"L'étude sur la grippe aviaire devait débuter cet hiver. Etant donné l'urgence, nous avons décidé de nous y mettre dès septembre", explique Michel Gauthier-Clerc, vétérinaire à la station biologique de la Tour du Valat, à Arles, et chargé de recherche sur les maladies des oiseaux sauvages transmissibles à l'homme.
Immense zone humide de 86.000 ha dans le delta du Rhône, la Camargue abrite une faune très riche, notamment 370 espèces d'oiseaux dont les célèbres flamants roses. Carrefour d'une multitude d'oiseaux de Sibérie, où la grippe aviaire a été récemment identifiée, après être apparue en Asie du Sud-Est, elle représente à ce titre "un lieu fondamental pour l'étude des maladies". Le delta voit ainsi passer depuis juillet canards fuligules, sarcelles, colverts et autres passereaux, tous venus de Sibérie.

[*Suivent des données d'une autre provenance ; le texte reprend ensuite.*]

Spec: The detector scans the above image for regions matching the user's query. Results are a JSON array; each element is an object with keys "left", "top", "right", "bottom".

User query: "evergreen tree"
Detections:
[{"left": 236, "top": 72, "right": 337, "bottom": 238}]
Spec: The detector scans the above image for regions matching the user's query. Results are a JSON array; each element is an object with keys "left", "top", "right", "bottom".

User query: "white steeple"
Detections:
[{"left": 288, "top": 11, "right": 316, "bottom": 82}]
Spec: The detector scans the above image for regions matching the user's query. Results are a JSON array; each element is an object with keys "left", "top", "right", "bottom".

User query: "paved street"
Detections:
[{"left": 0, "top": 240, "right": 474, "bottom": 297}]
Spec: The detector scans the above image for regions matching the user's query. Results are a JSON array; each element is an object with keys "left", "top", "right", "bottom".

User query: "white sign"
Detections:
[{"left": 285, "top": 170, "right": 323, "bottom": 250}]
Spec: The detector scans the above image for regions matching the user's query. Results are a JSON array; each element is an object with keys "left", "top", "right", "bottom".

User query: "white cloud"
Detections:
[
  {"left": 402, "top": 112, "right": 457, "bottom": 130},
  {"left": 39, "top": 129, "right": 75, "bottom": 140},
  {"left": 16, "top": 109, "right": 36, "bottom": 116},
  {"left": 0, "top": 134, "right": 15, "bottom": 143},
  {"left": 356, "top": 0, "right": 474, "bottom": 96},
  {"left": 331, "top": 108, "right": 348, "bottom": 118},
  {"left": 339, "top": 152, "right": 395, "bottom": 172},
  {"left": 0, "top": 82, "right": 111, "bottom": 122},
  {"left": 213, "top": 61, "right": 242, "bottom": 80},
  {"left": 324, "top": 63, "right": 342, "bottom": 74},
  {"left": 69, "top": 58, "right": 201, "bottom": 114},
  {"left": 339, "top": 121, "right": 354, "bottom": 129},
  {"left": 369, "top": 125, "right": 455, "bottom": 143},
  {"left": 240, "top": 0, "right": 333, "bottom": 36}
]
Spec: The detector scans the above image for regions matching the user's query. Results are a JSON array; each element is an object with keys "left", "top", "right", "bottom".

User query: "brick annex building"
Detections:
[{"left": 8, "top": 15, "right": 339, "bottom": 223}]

Réalisés par une équipe de cinq personnes, des prélèvements "cloaquaux" (de fiente) vont être effectués dès cette semaine sur des canards sauvages vivants, capturés dans des nasses ainsi que sur des canards morts abattus par les chasseurs. Les canards sont visés car "ils sont le type d'oiseaux les plus favorables à la dissémination" du virus, explique le vétérinaire. D'autres prélèvements sont également réalisés sur des canards domestiques sentinelles, vivant dans le poulailler de la station biologique. Les échantillons de fiente seront ensuite analysés par l'Institut Pasteur à Paris.
"Pour l'instant, il n'y a pas à s'inquiéter", assure M. Gauthier-Clerc. "Etant donné l'apparition de cas très loin à l'Est et compte-tenu de la virulence du virus H5N1, le risque que des canards malades puissent arriver ici est très faible car ils seront morts bien avant", ajoute-t-il. "La grippe aviaire a certes déjà tué des humains, mais il faudrait aussi s'inquiéter de la grippe humaine qui tue chaque année des dizaines de milliers de gens sans que cela ne provoque de panique", tempère encore le chercheur.
Du côté des écologistes, le discours se veut moins rassurant. "Le principe de précaution voudrait qu'on s'aligne sur les Pays-Bas en optant pour le confinement des volailles d'élevage, même si pour les éleveurs, le coût serait phénoménal ", estime Alain Moussu, président de la Ligue pour la protection des oiseaux (LPO) de Provence-Alpes-Côte d'Azur. Pour M. Moussu, lui-même vétérinaire, "la réalité est alarmante. Cela me fait penser à Tchernobyl, car je vois mal comment empêcher des oiseaux migrateurs contaminés d'arriver en France, soit de façon naturelle soit par le trafic légal ou illégal d'animaux".